Published May 11, 2005
I have this wierd problem which is in my into going to nursing school. Since I was a kid, I was really frightened of needles and ultimateley got terrified of hospitals (especially the rooms where they do the stitches and give injections). But that was a long time ago and now I am a grownup. I have no fear of needles and I can withstand 3000+ injections at atime. But the problem is this, I just tend to turn dizzy even when I visit a patient in the hospital.I get light headed when I go and see the nurses giving injections and doing other procedures. I love medical sciecne and I want to start out by being a nurse ...but this is becoming a big problem. I dont find anything gross but I just get dizzy for no reason. I think that I am subconsciously feeling the pain the patient may feel when he is have a needle stuck into him...but I dont know. I dont want to change majors...I love medical science and I want to get over this problem.
Please help me.
I also have a weak stomach, for me it's when it comes to cleaning up poop or puke. (But I get a lot of practice on my kids:rotfl: ) The thing that has helped me is to look at each situation as a learning experience and nothing else.
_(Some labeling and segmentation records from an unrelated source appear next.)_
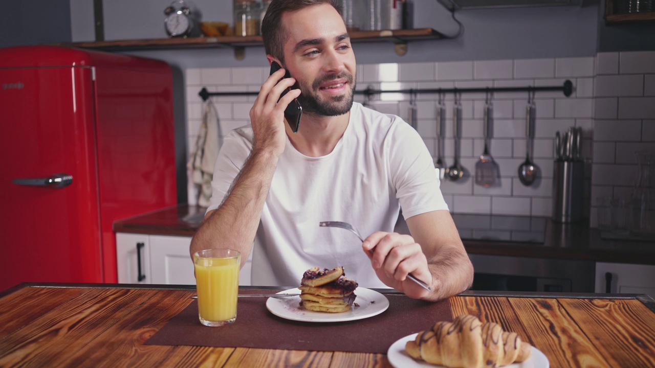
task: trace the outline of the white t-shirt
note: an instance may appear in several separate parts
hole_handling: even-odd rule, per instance
[[[252,145],[250,126],[225,137],[208,211],[222,202]],[[419,134],[400,117],[360,103],[353,103],[348,127],[328,155],[305,156],[288,138],[255,236],[252,284],[297,287],[308,268],[343,266],[361,286],[387,287],[354,234],[318,223],[350,223],[364,238],[392,232],[401,208],[405,219],[447,210],[439,185]]]

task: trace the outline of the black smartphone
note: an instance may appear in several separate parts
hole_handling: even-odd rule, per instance
[[[273,62],[271,63],[271,74],[275,73],[276,71],[282,69],[280,64]],[[284,78],[291,78],[291,75],[289,74],[289,71],[286,71],[284,74]],[[292,87],[290,87],[282,92],[282,94],[280,96],[280,98],[283,96],[287,94],[292,88],[297,88],[297,84],[293,84]],[[293,101],[289,103],[289,105],[284,110],[284,119],[286,119],[287,122],[289,124],[289,126],[291,127],[291,130],[293,131],[294,133],[298,132],[298,128],[300,126],[300,117],[303,115],[303,107],[300,105],[300,103],[298,102],[297,98],[294,98]]]

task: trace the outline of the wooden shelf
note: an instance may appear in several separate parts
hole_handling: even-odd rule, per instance
[[[605,24],[655,21],[655,11],[627,14],[614,13],[614,3],[616,1],[607,0],[605,2]]]
[[[398,29],[396,31],[352,31],[353,43],[390,42],[404,45],[417,40],[439,39],[443,35],[432,28]],[[93,48],[103,51],[133,51],[143,50],[172,50],[179,48],[232,48],[262,46],[261,36],[225,36],[220,37],[191,37],[76,42],[58,44],[66,47]],[[406,50],[406,48],[405,48]],[[396,48],[398,52],[398,48]]]

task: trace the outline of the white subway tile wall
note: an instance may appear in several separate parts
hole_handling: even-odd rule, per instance
[[[596,59],[592,227],[599,198],[629,200],[639,172],[635,152],[655,151],[655,51],[602,52]]]
[[[496,92],[489,149],[498,165],[499,183],[484,188],[474,184],[475,164],[484,147],[482,111],[485,94],[463,94],[460,162],[464,177],[441,184],[446,202],[456,213],[550,216],[552,212],[554,137],[571,126],[583,129],[582,156],[589,163],[591,215],[595,226],[596,197],[629,195],[638,173],[635,149],[655,149],[655,52],[602,52],[596,57],[463,61],[436,63],[386,63],[358,65],[358,89],[451,88],[559,86],[570,79],[573,94],[538,92],[533,160],[540,177],[525,187],[517,177],[526,152],[525,107],[527,93]],[[202,122],[202,101],[198,92],[257,91],[268,76],[266,67],[202,68],[186,70],[187,129],[189,151],[195,144]],[[435,124],[436,94],[417,98],[418,131],[436,156],[439,141]],[[254,96],[212,98],[221,132],[248,124]],[[445,96],[447,118],[443,139],[445,161],[453,164],[453,96]],[[409,97],[381,94],[370,101],[375,109],[407,119]],[[362,95],[356,101],[362,102]],[[190,203],[196,189],[189,185]],[[589,211],[586,211],[588,213]]]

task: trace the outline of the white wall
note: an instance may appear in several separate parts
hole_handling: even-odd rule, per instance
[[[598,54],[594,111],[591,225],[599,197],[629,201],[635,151],[655,151],[655,51]]]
Don't think about the other things, I think then it will make it a lot easier. Another thing that helps, my instructor recommended this to us, is really drill it into your brain to feel for the patient and give them the care you'd give your immediate family members. If you are that concerned, then you would do things that turn your stomach in a heartbeat!
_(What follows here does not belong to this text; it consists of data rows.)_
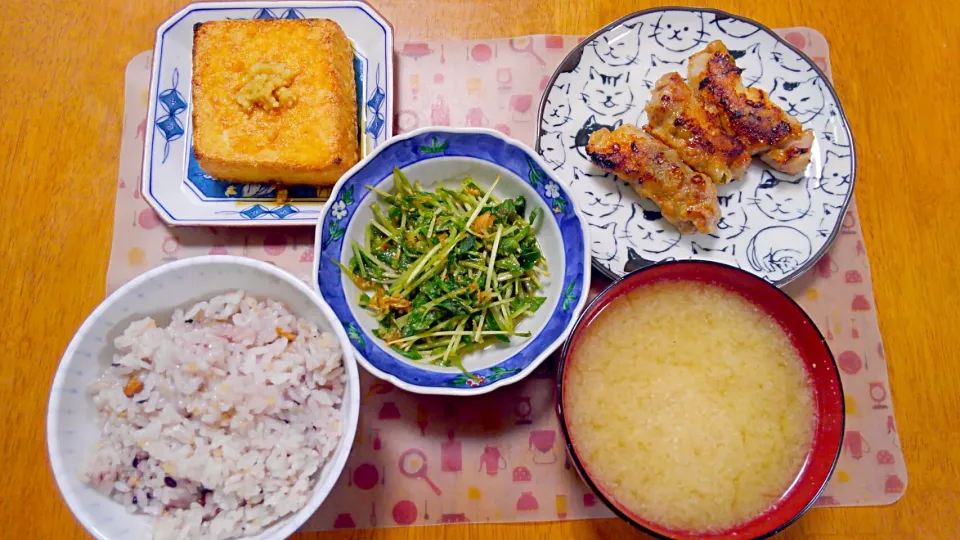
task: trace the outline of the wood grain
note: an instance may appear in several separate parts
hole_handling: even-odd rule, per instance
[[[47,393],[104,295],[123,75],[187,2],[7,0],[0,20],[0,535],[82,538],[47,464]],[[674,0],[671,4],[687,4]],[[377,0],[409,38],[586,34],[664,2]],[[960,536],[960,3],[702,2],[831,45],[859,157],[857,199],[909,470],[897,504],[813,510],[799,537]],[[624,538],[614,520],[381,529],[334,539]],[[303,538],[319,536],[301,535]]]

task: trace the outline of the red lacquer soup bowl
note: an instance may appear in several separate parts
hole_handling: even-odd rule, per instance
[[[783,496],[764,514],[733,528],[692,533],[671,530],[636,515],[620,504],[590,476],[590,464],[577,453],[577,441],[571,438],[564,417],[566,401],[564,384],[577,343],[587,327],[610,302],[634,289],[654,283],[694,281],[717,285],[733,291],[768,313],[790,336],[803,359],[816,401],[816,427],[813,444],[800,473]],[[806,512],[823,491],[840,456],[843,440],[844,402],[840,372],[823,335],[810,317],[783,291],[740,269],[705,261],[678,261],[649,266],[624,276],[600,293],[580,316],[567,339],[560,358],[557,377],[557,410],[560,426],[577,471],[583,480],[614,513],[638,529],[659,538],[765,538],[782,531]],[[643,411],[638,411],[643,414]]]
I know this is easier said than done. But I do have to say, it really helped a lot last week when a classmate of mine and I were cleaning up this woman who was immobile and having bad diarrhea. I just kept thinking, if this were my kid all I'd be concerned with was cleaning them up and preserving their dignity. It really helped me a lot.
RosesrReder, BSN, MSN, RN
I have a weak stomach for hospital period. I just feel they smell funny :chuckle and it makes my stomach uneasy. Hope I will get used to it and over it soon.
Hey, I'm the same way. What you said about subconciously feeling the pain in the patient really hit me. That's exactly how I feel- I was watching a gallbladder surgery and when they made 3 incisions on the patient's stomach I got pretty queasy. I'm just going to have to get used to it I guess- the room was 55 degrees and I broke out into a total sweat. My shirt was soaked!!:rotfl:
You are not alone!! I had the same thing happen assisting with a vasectomy. Having the mask and gown on got me all hot and I started having palpitaions and got dizzy. I guess it's more common than I thought.
Well, thanks for the replies....i though that I was the only one with this problem. Glad to have company.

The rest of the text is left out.